Un tel exposé par Merleau-Ponty du sens de sa démarche « phénoménologique », suscite immédiatement une objection : l’accusation d’idéalisme, à laquelle il s’empresse de
répondre : « Ce mouvement de retour aux choses mêmes, est absolument distinct du retour idéaliste à la conscience . » La démarche mise en œuvre échappe à la fois, à « l’explication
scientifique » qui fait de l’homme un objet, et à l’analyse réflexive qui conçoit ou qui réduit l’homme à être le sujet de la connaissance.
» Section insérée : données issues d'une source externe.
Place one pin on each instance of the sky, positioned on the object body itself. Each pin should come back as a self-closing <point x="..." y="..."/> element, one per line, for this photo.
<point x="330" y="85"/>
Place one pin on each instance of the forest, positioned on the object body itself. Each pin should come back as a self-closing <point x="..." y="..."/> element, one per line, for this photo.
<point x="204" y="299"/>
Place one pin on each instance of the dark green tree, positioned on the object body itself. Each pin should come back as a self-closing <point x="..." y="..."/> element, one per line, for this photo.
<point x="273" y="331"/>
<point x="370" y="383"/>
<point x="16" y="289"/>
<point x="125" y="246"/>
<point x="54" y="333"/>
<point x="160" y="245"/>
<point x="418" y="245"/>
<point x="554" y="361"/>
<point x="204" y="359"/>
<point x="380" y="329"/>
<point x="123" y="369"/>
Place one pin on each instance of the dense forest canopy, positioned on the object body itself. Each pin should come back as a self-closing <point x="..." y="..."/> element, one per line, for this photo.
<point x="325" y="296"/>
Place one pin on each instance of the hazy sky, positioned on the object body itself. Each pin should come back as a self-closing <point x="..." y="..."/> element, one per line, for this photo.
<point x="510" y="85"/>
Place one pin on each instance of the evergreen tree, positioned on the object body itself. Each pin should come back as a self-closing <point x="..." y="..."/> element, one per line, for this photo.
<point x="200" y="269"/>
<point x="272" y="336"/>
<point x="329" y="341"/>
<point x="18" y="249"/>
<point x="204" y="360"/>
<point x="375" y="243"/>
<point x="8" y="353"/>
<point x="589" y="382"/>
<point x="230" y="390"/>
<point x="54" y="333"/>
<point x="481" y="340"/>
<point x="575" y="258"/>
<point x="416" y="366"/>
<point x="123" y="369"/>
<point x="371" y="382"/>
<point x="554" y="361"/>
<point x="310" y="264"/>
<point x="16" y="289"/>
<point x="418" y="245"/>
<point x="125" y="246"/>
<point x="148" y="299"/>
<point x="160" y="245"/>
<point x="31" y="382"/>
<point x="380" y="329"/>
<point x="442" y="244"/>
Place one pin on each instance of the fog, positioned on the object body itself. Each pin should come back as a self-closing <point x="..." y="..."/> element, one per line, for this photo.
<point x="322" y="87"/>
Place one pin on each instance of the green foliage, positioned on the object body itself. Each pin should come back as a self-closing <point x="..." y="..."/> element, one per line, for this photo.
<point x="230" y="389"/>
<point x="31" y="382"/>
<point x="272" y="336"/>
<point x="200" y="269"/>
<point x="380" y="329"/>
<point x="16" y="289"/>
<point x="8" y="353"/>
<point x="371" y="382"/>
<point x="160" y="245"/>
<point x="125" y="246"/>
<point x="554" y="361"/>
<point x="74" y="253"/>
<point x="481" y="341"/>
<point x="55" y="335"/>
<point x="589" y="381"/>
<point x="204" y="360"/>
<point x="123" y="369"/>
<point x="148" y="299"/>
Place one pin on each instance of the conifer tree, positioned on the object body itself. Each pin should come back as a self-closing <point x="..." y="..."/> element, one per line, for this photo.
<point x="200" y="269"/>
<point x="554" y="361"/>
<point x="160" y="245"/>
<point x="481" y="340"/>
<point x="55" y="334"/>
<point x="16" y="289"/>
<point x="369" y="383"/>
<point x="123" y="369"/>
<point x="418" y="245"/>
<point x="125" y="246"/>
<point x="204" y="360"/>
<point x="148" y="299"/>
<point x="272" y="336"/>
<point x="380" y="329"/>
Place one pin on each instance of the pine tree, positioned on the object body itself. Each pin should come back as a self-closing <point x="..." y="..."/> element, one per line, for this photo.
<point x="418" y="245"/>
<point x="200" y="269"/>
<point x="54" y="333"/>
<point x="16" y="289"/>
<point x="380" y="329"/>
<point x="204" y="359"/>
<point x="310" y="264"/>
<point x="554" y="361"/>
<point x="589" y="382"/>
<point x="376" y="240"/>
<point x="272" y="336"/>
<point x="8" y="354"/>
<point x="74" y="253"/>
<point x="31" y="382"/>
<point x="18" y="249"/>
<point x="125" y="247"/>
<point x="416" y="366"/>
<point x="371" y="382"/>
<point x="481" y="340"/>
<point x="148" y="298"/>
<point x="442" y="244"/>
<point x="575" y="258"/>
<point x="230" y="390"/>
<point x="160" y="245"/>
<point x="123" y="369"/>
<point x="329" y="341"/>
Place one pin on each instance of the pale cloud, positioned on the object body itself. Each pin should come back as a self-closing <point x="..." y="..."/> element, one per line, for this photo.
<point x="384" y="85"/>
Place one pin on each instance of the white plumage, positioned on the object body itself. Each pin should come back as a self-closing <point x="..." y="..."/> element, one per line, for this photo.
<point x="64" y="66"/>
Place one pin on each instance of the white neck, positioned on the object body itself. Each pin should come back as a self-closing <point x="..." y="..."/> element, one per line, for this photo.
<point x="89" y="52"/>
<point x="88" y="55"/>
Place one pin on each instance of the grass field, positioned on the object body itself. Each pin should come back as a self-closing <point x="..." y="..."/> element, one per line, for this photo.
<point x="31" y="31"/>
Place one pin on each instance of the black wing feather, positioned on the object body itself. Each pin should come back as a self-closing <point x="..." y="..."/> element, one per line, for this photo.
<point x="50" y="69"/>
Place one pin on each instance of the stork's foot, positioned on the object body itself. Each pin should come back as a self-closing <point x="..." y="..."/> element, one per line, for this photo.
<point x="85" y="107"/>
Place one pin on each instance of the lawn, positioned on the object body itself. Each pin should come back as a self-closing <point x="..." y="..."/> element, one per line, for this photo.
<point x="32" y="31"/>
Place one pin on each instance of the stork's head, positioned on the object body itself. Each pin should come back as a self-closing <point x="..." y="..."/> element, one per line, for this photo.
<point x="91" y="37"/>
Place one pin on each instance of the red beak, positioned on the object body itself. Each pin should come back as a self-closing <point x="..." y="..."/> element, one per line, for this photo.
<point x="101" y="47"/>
Que l’on se réfère, poursuit-il, au cogito
cartésien, ou au renversement copernicien de Kant, « l’analyse réflexive consiste à partir de notre expérience du monde, à remonter au sujet comme à une condition de possibilité
distincte de cette expérience, et elle fait voir la synthèse universelle, comme ce sans quoi il n’y aurait pas de monde. »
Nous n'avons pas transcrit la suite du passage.